彼女は目を開いて眼の前を見ると、自分が今いる場所をようやく把握したようだった。
「…素敵な……神社っすねぇ……」
そのころ結ヶ丘高等学校の、屋上へとつながるドアの校舎側では、二人の少女が何やら深刻そうな表情で話していた。
「ねえ…」
「ん?」
スポドリを飲んでいた少女…可可にすみれが話しかけると、可可はキョトンとした顔で反応を返した。
「あんたさ、上海に戻るって話はどうなったの?」
「すみれには関係ありまセン。」
可可がすみれの問に素っ気なく返すと、すみれもまた素っ気なさを漂わせる態度で言った。

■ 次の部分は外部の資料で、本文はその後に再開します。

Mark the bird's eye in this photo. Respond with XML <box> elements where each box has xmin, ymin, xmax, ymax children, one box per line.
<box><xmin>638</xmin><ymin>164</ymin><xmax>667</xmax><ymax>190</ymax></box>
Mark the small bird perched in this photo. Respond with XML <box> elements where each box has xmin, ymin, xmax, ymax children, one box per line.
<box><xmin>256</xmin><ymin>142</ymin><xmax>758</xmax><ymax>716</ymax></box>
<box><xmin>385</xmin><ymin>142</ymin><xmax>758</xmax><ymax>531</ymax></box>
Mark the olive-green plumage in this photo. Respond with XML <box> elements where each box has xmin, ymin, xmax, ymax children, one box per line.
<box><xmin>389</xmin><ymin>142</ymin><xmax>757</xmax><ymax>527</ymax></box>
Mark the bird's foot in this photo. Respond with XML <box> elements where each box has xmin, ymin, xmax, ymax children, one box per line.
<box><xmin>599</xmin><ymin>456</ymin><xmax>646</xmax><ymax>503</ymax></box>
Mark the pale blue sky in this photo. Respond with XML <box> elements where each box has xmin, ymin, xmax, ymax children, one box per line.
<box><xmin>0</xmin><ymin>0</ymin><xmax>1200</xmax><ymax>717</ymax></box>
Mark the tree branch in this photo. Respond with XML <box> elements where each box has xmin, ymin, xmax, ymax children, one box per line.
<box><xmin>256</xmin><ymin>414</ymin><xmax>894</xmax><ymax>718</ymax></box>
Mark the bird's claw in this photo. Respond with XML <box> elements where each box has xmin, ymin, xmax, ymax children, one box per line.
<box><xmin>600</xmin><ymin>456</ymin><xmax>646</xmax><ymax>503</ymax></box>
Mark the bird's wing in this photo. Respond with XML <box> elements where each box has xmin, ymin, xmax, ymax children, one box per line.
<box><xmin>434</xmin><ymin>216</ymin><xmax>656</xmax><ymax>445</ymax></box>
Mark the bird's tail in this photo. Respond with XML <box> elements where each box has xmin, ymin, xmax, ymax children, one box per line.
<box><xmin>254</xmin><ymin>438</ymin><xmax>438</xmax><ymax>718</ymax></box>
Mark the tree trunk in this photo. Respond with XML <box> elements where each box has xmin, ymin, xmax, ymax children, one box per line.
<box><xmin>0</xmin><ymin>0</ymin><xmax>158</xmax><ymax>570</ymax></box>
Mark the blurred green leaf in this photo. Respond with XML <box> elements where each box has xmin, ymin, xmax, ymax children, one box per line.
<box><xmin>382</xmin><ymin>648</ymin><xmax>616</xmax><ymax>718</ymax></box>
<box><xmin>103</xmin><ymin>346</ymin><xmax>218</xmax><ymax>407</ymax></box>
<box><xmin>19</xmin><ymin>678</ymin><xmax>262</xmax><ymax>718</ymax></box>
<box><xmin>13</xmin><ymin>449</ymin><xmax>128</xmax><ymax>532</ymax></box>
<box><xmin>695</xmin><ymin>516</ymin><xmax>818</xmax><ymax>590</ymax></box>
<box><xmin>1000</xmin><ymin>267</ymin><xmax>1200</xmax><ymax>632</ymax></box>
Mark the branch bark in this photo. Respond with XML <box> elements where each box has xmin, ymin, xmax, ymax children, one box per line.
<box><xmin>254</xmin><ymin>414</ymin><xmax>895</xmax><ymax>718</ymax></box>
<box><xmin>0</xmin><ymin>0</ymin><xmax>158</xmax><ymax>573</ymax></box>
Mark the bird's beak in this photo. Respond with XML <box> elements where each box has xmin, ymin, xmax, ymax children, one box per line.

「別に、私もどうでもいいんだけど…ただ、もし本当に帰るって話になったら…!」
「サニーパッション様に認められたノデ、ひとまず、次の大会まで猶予はもらえまシタ!」
「でもそれって、やっぱり今回優勝するしか──」
「すみれが気にすることではないのデス!」
「……でも…!」
すみれがまだなにか言いたそうな表情を浮かべるも、可可は無理やり話を切り上げた。
「かのんたちには内緒デスよ。もし言ったラ、そのくーるくる全部切り落としますカラ!」
彼女はそう言い残すと、そのまま屋上へと戻っていった。
「…ったく……」
再び、視線をの少女のもとへ戻そう。
彼女はあれからしばし休憩した後、再び移動を再開した…のだが、未だに目的地にはついていないようだった。
「はぁ……はぁ……はぁ………」
彼女は息を切らしながら歩き、ある建物を通り過ぎようとしたところで。
「…ん?もしかして……」
彼女はその建物をふと見るや、ポケットから一冊の本…というより、紙を畳んで作られた細長いパンフレットのようなものを取り出した。
「…!間違いない!きな子が通う高校っす!」
彼女は眼の前に広がる広大な土地、その上に建つ高校……結ヶ丘高等学校を見、思わずそう叫んだ。
「素敵な高校っすねぇ……」
と、感心する少女と道路を挟んだ木の裏で。
……何やら、文字にすることが不可能なほど興奮している赤髪の少女がいた。
「…しゅごいぃ……!あの屋上にいまLiella!が…Liella!がぁぁぁぁ!」
「…ん?…リエラ?」
と、あの少女が思わず呟いた声で現実へと引き戻されたもう一人の少女は。
「!?…なぁに見てんだ!」
と、言いがかりも甚だしい言葉を口にした。
「ひえぁっ!?すまないっす!」
「ふんっ!」
彼女の謝罪を聞いたあの少女は、やけになめらかな動きでそこを去っていった。
……彼女の服もまた、結ヶ丘の前に立つ少女と、そしてその屋上に立つあの少女と少年たちが着ていた服と同じだった。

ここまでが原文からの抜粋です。